Die Salzkammergut Trophy ist mit mehr als 4000 aktiven Sportlern aus 37 Nationen der größte Mountainbike-Marathon Österreichs. Bei der 16. Auflage fuhr auch der 26-jährige Daniel Ramster aus Sonnefeld in die Region Hallstatt-Dachstein-Salzkammergut, um diesmal die Extremdistanz zu bewältigen.
Seine Vereinskollegen vom RVC Trieb, Tanja Trinkwalter, Sascha Liebrens sowie Claudia und Bernhard Krauß fuhren auf der 120-Kilometer-Strecke.
Auf dieser Strecke stürzte Tanja Trinkwalter schwer, konnte sich aber in der Gesamtwertung der Damen über den 3. Platz freuen.
Die lange Schleife durch die Welterberegion Hallstatt-Dachstein-Salzkammergut zählt zu den imposantesten Marathonstrecken Europas. Die Teilnahme an dieser Trophy war nicht nur für internationale Spitzenprofis ein Saisonhöhepunkt, da die Hobbysportler je nach Kondition und Trainingsstand aus sieben verschieden langen Distanzen wählen konnten.
Daniel entschied sich für die Extremdistanz, für die er 211,3 Kilometer zurücklegen und 7049 Höhenmeter überwinden musste. Der Herausforderung dieser Extremmarathons, der Europas längster ist, stellten sich fast 650 der Härtesten unter den Startern, für die bereits um fünf Uhr morgens der Wettbewerb ab dem Marktplatz von Bad Goisern begann. Unter ihnen waren auch der mehrfache Deutsche Marathonmeister Max Friedrich oder der Olympiasieger und Profiradsportler Bart Brenthens aus den Niederlanden.

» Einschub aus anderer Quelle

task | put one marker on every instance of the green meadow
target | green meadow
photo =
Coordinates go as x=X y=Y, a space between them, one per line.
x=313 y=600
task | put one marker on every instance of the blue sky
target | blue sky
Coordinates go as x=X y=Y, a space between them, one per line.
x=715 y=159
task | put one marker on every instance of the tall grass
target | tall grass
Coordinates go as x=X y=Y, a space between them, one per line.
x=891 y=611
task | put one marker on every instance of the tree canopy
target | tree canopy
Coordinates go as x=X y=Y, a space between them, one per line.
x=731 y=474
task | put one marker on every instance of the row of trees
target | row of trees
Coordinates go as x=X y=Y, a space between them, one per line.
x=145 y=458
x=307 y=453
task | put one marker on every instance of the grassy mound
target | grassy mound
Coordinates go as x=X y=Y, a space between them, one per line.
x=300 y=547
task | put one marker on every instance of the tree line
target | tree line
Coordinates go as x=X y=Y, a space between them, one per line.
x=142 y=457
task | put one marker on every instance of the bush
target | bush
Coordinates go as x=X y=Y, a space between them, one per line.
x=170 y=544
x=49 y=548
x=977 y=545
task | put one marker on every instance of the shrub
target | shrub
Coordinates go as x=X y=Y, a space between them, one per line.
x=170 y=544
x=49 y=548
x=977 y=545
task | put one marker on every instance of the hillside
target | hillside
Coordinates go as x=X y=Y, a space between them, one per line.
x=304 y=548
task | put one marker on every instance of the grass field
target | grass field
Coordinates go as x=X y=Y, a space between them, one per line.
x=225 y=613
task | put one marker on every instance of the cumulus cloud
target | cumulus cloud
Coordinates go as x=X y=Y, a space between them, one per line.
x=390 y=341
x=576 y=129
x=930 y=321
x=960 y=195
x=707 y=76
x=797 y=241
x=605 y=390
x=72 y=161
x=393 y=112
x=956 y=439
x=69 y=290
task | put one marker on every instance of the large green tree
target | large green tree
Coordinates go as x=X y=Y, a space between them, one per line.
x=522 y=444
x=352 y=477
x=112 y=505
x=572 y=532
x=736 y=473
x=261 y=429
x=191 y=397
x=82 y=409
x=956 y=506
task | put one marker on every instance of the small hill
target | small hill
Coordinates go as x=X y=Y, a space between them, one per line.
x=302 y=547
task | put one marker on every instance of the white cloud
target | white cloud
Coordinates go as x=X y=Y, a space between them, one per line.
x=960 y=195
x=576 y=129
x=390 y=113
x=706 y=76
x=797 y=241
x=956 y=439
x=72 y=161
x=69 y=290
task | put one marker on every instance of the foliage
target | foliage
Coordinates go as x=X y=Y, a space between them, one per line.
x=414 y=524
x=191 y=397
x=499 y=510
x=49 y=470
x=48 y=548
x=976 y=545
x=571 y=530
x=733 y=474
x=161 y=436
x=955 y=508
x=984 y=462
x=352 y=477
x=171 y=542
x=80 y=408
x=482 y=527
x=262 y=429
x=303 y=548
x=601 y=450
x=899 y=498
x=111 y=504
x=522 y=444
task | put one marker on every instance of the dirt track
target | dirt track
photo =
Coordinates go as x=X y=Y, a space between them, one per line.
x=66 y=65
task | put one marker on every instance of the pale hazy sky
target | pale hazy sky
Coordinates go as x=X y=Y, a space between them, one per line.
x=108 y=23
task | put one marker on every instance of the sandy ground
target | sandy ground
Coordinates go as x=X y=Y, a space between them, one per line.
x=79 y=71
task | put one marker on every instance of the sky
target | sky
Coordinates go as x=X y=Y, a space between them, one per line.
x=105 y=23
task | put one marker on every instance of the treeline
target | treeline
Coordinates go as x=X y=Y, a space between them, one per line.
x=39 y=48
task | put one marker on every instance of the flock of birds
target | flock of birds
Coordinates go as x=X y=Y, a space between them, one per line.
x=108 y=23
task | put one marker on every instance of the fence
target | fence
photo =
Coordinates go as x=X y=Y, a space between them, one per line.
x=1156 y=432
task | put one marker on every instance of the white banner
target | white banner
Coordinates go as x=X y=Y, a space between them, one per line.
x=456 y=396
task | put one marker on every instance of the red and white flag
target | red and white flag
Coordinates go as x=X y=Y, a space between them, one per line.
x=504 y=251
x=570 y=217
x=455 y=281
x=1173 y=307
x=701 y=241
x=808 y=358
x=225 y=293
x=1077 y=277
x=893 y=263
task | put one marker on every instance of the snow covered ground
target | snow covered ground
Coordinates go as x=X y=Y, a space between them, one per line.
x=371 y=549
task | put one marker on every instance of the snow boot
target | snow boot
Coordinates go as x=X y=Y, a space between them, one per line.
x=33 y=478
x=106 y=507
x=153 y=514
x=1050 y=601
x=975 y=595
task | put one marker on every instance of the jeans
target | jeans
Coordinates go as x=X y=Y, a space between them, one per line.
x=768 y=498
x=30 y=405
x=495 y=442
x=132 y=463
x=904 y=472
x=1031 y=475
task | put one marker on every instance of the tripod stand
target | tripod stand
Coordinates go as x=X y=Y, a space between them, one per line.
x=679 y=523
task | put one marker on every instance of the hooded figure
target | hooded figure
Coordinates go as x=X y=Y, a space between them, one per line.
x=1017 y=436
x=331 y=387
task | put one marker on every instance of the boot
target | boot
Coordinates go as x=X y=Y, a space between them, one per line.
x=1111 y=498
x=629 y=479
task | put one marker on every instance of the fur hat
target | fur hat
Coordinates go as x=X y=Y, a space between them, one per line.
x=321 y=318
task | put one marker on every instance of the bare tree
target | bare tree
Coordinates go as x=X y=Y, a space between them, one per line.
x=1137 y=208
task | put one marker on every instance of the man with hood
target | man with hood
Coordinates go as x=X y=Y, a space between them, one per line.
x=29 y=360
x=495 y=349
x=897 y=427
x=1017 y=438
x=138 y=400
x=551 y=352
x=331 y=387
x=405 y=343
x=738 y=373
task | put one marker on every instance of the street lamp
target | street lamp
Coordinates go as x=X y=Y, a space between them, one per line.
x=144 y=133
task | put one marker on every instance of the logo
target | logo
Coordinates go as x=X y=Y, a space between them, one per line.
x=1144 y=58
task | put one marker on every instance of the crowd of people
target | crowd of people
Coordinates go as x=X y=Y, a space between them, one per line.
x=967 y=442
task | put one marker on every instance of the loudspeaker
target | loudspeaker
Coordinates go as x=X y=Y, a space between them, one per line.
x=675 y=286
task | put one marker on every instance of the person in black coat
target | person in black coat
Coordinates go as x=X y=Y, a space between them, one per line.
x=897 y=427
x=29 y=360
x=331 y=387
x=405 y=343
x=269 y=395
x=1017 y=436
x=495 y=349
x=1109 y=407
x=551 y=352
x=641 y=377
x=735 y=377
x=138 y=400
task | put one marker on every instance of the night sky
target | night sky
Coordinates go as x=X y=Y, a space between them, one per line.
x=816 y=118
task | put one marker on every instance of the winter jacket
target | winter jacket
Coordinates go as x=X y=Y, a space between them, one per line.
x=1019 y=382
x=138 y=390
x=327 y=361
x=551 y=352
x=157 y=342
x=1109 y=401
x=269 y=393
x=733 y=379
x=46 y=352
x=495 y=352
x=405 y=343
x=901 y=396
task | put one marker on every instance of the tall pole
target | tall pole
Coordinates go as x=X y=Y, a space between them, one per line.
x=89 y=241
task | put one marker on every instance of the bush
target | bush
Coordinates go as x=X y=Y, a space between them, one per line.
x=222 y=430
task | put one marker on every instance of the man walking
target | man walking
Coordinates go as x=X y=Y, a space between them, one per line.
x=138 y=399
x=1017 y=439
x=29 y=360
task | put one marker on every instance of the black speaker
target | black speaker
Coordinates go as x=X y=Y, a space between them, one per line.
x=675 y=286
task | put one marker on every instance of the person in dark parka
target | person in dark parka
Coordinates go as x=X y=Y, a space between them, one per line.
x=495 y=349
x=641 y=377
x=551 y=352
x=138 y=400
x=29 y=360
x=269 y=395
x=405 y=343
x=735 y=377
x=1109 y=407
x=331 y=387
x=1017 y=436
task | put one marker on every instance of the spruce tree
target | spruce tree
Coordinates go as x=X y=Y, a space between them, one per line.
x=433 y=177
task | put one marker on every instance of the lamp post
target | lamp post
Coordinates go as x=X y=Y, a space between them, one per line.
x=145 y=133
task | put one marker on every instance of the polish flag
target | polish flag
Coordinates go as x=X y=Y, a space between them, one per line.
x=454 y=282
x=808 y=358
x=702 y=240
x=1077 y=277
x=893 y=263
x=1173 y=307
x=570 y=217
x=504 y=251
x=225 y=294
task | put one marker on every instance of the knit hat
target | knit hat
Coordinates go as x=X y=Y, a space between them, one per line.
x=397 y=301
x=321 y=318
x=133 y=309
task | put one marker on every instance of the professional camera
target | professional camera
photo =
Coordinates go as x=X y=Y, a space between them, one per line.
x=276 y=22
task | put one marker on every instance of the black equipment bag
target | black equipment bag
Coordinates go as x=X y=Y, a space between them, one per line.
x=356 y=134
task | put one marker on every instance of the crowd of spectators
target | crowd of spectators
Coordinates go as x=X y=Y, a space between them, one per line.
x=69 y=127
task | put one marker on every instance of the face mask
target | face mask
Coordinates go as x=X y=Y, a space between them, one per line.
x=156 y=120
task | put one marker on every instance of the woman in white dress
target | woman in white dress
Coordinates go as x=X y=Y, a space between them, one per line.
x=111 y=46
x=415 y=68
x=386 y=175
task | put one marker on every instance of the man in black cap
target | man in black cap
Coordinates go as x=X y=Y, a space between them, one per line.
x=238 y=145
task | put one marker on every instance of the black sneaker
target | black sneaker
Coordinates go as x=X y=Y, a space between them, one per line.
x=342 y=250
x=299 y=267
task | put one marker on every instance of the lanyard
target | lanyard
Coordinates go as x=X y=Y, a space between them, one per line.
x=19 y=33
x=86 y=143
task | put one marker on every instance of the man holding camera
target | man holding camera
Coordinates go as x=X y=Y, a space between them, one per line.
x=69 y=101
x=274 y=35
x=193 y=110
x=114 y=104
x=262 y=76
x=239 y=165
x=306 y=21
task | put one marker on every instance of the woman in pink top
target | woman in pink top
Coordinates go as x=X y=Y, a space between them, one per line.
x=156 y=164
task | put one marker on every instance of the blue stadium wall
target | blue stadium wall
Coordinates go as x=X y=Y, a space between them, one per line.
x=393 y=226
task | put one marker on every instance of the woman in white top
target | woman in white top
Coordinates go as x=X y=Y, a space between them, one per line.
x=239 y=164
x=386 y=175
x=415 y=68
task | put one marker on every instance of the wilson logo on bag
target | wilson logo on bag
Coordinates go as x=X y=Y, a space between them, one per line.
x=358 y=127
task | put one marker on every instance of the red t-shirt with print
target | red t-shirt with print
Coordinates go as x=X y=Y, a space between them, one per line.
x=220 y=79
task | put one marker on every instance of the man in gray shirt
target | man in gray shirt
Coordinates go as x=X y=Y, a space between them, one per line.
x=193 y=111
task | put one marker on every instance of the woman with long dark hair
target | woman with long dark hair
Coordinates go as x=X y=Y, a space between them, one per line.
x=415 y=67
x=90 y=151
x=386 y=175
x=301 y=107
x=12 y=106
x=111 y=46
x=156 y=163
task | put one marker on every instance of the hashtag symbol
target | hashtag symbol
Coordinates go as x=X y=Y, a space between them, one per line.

In der Woche vor dem Marathon nahm Daniel sehr viele Kohlenhydrate zu sich und bereitete sich seit Januar im Fitnessstudio und für die Ausdauer auf seinem Rennrad vor, was sich schließlich bezahlt machte. Für die Strecke hat der Sonnefelder, der seit 2005 für den RVC Trieb startet, rund 15,5 Stunden gebraucht und war eine halbe Stunde vor dem Zeitlimit, das bei 21 Uhr lag, im Ziel.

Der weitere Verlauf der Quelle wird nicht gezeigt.